At the time Mr Fukuyama said: 'Both Hegel and Marx believed that the evolution of human societies was not open-ended, but would end when mankind had achieved a form of society that satisfied its deepest and most fundamental longings.

'Both thinkers thus posited an 'end of history': for Hegel this was the liberal state, while for Marx it was a communist society.'

But politics – and the humans who drive it – is not nearly that simple.

The good guys need the bad guys to highlight what top chaps they are – and political leaders need bogeymen to rally against.

This is clearest in the United States where leaders have often scared the public about the dangerous of what is happening overseas – from Vietnam to Iraq.

But for a time it seemed the global community was – generally – getting on. The major powers were apparently working together for peace and prosperity. Even Russia were tacitly onboard.

So what went wrong? Did everything just get too comfortable?
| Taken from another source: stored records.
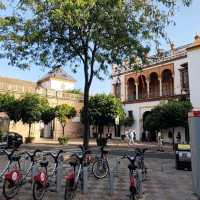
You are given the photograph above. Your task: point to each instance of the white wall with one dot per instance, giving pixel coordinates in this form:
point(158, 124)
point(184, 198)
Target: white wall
point(138, 111)
point(194, 76)
point(61, 85)
point(46, 84)
point(177, 81)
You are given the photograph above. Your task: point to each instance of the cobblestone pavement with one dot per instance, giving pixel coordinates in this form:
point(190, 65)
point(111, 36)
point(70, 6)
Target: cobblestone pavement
point(163, 183)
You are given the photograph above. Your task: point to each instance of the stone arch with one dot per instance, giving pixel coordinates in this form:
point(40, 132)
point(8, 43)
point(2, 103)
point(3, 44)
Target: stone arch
point(131, 89)
point(167, 83)
point(142, 87)
point(154, 85)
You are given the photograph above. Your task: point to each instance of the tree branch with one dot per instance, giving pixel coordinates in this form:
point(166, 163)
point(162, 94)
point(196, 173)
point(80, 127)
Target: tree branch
point(92, 63)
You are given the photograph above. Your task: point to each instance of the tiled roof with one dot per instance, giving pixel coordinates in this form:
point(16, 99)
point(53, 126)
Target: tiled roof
point(57, 73)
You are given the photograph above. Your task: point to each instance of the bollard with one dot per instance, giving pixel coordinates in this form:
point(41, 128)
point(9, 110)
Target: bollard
point(85, 179)
point(117, 168)
point(59, 175)
point(139, 182)
point(111, 182)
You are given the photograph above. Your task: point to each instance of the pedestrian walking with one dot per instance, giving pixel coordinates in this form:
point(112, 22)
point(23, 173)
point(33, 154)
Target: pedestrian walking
point(160, 141)
point(131, 137)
Did we miss the drama?

It is almost 30 years since the end of the Cold War and yet Western politics is now riddled with in-fighting and factionalism.

The reputation of liberal democracies began to crumble after the subprime financial crash of 2008 and Eurozone crisis a year later. A public that had for the most part believed it was safe suddenly realised that globalism and the inter-connectivity of international markets meant we were all in trouble.

There was anger – and quite rightly. It was present here in the UK by the end of Gordon Brown's tenure as prime minister and continued once David Cameron was in office.

A growing underclass emerged bitten hard by the swingeing cuts of a government desperate to get a hold on the purse strings. By 2011 towns and cities across the UK were blighted by violent rioting.

Today in Britain we have two parties trying to fight each other – as is the tradition between Labour and the Tories – but being distracted by even more vicious scraps with each other.

The Tories have more rebel leaders – Boris Johnson, Jacob Rees-Mogg, Anna Soubry – than actual leaders. Meanwhile left wingers from Labour's party within, Momentum, are pushing for centrist MPs to be deselected. All the while hugely important issues are being ignored.

Politics is in a strange, worrying state. The relatively even keel of the years after the Cold War have given way to a new angrier, nasty period.

In his latest book Identity Mr Fukuyama writes: 'Twentieth-century politics was organised along a left-right spectrum defined by economic issues. In the second decade of the twenty-first century that spectrum appears to be giving way in many regions to one defined by identity.'

The point he is getting at is increasingly we appear to be returning to our tribes. They didn't work then and they won't this time. The war the West won has to be won again – but this time the enemy is largely within.